Brussels sprouts are Jan’s favorite vegetable, so we bought a pound yesterday at the farmer’s market. The question was what to do with them. This is a side dish that I made to go with my Jamaican Chicken, so I wanted something using Jamaican spice blending. Although I am grilling, the barbecue will be filled with chicken, so I will have the do these in the oven.
Karl’s Jamaican Brussels Sprouts
1 lb. small Brussels sprouts
3 Tbs. butter or olive oil
½ small red onion, coarsely chopped
2 cloves garlic, minced
½+ tsp. allspice, separate uses
½+ tsp. black pepper, separate uses
¼+ tsp. nutmeg, separate uses
1 Tbs. dark rum
1 Tbs. dark brown sugar
½ tsp. Scotch bonnet chili, minced
1 green onion, sliced fine
1. Pre-heat the oven to 425° F.
2. Trim the bottoms off of the Brussels sprouts and remove any damaged leaves. If large, cut in half.
3. Blanch the Brussels sprouts for two minutes.
4. Drain the sprouts and reserve in a bowl.
5. Over a medium heat, melt the butter in the pot and add the onion and garlic.
6. Cook the onion and garlic for one minute and then add the allspice, pepper, nutmeg and mace. Cook until fragrant, about 20 seconds.
7. Add the rum, brown sugar and chili and continue to cooking for one minute.
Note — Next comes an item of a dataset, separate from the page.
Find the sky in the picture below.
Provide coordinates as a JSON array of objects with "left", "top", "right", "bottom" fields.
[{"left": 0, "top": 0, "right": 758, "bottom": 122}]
8. Add the Brussels sprouts to the pot and toss to coat.
9. Spread the Brussels sprouts out on a roasting pan and spoon any remaining sauce over them. Sprinkle with Kosher salt.
10. Roast the sprouts for 20-30 minutes, stirring once after about 15 minutes, until brown and caramelized.
Tip: If the sprouts are not caramelized enough, switch to the broiler for the last 5 minutes.
11. Remove to a serving bowl and dust with some extra allspice, black pepper, and nutmeg.
12. Garnish with green onion and serve.